Levantó la cabeza y le miró con ojos adormilados. Confundida, la mujer empezó a levantarse apoyándose de una manera extraña en la butaca.
—Doctor…
Un violento golpe la hizo recular; su cabeza se estrelló contra el radiador. En su cerebro estallaron luces cegadoras. ¡Oh, el dolor, Dios mío, el dolor! Edna suspiró. La calmante calidez de su sangre, que brotaba, la sumió en la oscuridad. El dolor se extendió y se intensificó y llegó al clímax. Luego, empezó a retroceder y acabó.
Él saltó, procurando no pisar la sangre esparcida. Luego, se inclinó sobre Edna con cuidado. Mientras la observaba, los latidos del pulso en su garganta temblaron y se detuvieron. Él estaba muy cerca del rostro de Edna. Ésta dejó de respirar. Él soltó el pisapapeles en el interior del bolsillo; ya no lo necesitaría. Ni se molestaría en aparentar un robo, todo daría la sensación de que Edna se había caído. Tenía suerte, había nacido para que no le descubriesen.

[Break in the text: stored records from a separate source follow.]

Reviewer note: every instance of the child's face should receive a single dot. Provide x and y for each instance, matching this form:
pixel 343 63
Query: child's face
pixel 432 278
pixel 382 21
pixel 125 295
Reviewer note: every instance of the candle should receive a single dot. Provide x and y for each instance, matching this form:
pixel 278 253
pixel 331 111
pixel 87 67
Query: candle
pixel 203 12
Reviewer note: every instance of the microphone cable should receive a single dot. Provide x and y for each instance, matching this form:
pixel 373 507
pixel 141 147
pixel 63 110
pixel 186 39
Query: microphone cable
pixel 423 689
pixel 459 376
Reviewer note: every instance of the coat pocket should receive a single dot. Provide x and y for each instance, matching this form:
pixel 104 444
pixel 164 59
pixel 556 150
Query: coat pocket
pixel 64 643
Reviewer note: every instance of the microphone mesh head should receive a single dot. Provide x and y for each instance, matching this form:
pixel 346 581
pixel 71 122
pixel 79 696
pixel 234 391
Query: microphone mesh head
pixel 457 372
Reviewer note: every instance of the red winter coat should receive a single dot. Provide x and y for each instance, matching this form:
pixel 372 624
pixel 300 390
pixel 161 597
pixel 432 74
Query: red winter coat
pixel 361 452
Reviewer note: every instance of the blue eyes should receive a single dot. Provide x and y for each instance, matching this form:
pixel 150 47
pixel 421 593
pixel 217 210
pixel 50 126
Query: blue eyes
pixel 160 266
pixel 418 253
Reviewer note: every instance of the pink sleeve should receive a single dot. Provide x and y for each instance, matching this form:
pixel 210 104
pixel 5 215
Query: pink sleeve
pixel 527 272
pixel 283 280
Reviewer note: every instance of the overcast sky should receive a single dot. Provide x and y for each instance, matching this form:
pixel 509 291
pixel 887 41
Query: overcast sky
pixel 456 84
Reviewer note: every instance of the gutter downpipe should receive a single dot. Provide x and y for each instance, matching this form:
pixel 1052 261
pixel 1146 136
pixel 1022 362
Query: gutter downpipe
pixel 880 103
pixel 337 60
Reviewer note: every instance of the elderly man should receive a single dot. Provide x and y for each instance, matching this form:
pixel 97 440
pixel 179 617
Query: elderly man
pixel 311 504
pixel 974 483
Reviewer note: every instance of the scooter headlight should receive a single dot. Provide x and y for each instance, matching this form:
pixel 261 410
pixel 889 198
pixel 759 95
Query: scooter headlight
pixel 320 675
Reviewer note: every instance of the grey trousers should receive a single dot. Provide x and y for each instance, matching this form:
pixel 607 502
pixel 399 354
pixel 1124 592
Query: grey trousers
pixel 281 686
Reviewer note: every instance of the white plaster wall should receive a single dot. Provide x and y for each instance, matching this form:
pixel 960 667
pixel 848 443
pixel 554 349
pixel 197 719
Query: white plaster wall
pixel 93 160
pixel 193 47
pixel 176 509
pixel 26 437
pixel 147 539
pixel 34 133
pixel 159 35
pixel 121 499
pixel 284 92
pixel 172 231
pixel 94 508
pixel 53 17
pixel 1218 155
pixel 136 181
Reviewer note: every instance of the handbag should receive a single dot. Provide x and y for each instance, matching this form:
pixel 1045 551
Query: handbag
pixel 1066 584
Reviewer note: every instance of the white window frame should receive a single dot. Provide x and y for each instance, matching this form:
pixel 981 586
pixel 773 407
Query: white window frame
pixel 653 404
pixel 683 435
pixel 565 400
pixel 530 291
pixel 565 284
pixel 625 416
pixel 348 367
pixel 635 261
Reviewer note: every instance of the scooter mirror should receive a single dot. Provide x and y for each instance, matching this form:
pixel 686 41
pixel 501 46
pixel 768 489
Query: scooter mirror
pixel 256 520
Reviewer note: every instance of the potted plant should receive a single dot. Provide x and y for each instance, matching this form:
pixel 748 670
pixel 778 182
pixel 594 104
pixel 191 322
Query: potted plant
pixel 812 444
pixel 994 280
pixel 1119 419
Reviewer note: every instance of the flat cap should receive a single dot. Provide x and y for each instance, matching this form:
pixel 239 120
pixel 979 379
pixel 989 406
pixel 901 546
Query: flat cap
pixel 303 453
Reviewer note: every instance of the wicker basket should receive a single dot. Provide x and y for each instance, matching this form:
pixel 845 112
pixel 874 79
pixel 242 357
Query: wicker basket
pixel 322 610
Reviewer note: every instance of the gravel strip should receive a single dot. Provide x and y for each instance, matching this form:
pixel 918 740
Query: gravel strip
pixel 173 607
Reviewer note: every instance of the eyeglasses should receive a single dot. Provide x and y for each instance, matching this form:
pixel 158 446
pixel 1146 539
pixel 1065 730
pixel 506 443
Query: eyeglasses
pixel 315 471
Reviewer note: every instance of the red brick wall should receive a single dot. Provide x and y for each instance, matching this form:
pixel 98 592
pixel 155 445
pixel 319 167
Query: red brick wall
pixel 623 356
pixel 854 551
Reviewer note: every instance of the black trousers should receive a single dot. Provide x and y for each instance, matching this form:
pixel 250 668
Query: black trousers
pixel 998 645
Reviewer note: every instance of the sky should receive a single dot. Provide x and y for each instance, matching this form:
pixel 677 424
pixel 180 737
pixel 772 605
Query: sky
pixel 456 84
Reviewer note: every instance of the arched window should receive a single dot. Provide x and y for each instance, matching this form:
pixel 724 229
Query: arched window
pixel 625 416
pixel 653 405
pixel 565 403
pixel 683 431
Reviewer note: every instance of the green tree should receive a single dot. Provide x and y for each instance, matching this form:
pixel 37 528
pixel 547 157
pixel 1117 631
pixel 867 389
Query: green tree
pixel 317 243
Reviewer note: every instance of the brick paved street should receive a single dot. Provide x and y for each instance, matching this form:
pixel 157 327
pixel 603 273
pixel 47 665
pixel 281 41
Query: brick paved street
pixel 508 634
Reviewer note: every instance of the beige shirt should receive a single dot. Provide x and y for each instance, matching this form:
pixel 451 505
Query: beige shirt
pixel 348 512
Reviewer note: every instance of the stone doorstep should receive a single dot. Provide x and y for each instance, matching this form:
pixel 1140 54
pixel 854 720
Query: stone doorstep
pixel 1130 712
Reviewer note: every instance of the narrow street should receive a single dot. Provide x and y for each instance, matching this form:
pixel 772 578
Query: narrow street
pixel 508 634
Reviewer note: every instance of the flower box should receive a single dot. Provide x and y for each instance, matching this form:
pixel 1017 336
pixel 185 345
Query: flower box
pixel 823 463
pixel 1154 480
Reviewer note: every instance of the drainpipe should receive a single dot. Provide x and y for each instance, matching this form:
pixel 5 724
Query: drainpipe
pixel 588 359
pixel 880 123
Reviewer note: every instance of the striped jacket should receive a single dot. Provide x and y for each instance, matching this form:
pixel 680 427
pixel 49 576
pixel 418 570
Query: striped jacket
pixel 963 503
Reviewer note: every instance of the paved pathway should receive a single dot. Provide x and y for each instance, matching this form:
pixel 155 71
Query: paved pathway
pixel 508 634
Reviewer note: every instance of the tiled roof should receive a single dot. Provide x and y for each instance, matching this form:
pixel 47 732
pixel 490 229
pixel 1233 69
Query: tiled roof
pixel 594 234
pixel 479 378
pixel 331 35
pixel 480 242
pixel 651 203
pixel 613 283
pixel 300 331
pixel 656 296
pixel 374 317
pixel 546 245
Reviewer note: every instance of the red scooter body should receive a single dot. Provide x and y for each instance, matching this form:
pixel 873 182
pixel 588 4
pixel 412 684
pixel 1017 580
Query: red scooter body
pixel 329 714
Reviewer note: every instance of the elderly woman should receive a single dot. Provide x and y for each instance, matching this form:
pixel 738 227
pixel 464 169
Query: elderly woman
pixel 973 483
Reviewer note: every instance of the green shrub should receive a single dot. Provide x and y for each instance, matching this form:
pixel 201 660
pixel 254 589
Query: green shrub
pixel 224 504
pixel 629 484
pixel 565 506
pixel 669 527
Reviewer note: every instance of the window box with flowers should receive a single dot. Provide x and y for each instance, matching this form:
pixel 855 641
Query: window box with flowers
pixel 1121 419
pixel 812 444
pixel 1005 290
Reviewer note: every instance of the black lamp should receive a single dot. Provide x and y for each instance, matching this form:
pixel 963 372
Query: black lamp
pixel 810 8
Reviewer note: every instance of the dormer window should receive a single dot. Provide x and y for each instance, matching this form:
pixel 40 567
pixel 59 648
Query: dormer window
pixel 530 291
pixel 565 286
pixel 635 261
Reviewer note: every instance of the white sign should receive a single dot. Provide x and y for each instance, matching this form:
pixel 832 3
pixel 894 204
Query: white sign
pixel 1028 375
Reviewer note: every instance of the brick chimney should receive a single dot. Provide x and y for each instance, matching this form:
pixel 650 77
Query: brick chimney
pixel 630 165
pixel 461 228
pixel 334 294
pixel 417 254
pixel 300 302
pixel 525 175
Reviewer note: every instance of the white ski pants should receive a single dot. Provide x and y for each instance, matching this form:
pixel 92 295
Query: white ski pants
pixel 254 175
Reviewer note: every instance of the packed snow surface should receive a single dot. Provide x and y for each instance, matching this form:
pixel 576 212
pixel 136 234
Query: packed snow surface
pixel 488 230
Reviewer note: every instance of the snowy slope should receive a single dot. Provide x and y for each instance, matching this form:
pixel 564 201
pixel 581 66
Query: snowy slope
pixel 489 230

Volvió rápidamente sobre sus pasos y entró en el dormitorio. Observando con astucia y comprobando que el aparcamiento aún seguía vacío, salió por la ventana, se acordó de colocar la planta en su sitio, bajó la persiana y cerró la ventana hasta dejarla como la tenía Edna.
Mientras así obraba, oyó el sonido persistente de un timbre: ¡el timbre de la puerta de Edna! Miró nerviosamente a todas partes. La tierra, dura y seca, no ofrecía ninguna evidencia de huellas; el alféizar estaba completamente limpio. Allí no había ninguna señal de que se hubiese perturbado el posible polvo que hubiera, puesto que él había saltado sobre el alféizar, no había huellas de sus zapatos. Volvió corriendo a su coche. Y, con serenidad, encendió el motor. Sin encender los faros, salió del complejo de aparcamientos. Al acercarse a la carretera 4, encendió los faros.
¿Quién había estado en el umbral de la puerta de Edna? ¿Intentaría entrar aquella persona? Edna estaba muerta, ya no podría chismorrear sobre él. Pero aquello había estado muy próximo, demasiado próximo a suceder.
La adrenalina corrió por sus venas. Ahora, sólo quedaba una amenaza posible: Katie DeMaio.
Ya empezaría a ocuparse de eliminar aquella amenaza. El accidente que Katie había sufrido le proporcionaba la ocasión necesaria para iniciar la medicación.
En su historial médico aparecía bien claro que le faltaban glóbulos rojos. Ya le habían hecho una transfusión en la sala de urgencias; ordenaría que le hiciesen otra, pretendiendo aumentar así sus defensas para la operación.
Le recetaría píldoras Cumadín, que impedirían la coagulación, negando así los beneficios de la transfusión a la paciente. El viernes, cuando fuese al hospital Katie estaría al borde de la hemorragia. Sería posible hacer una operación de urgencia sin administrarle más coagulantes; pero, si fuera necesario, le inyectaría heparina; aquello agotaría todos sus mecanismos de coagulación y Katie no sobreviviría a la intervención quirúrgica.
El bajo número de glóbulos rojos que tenía, el Cumadín y la heparina, serían tan efectivos con Katie DeMaio como lo había sido el cianuro con Vangie Lewis.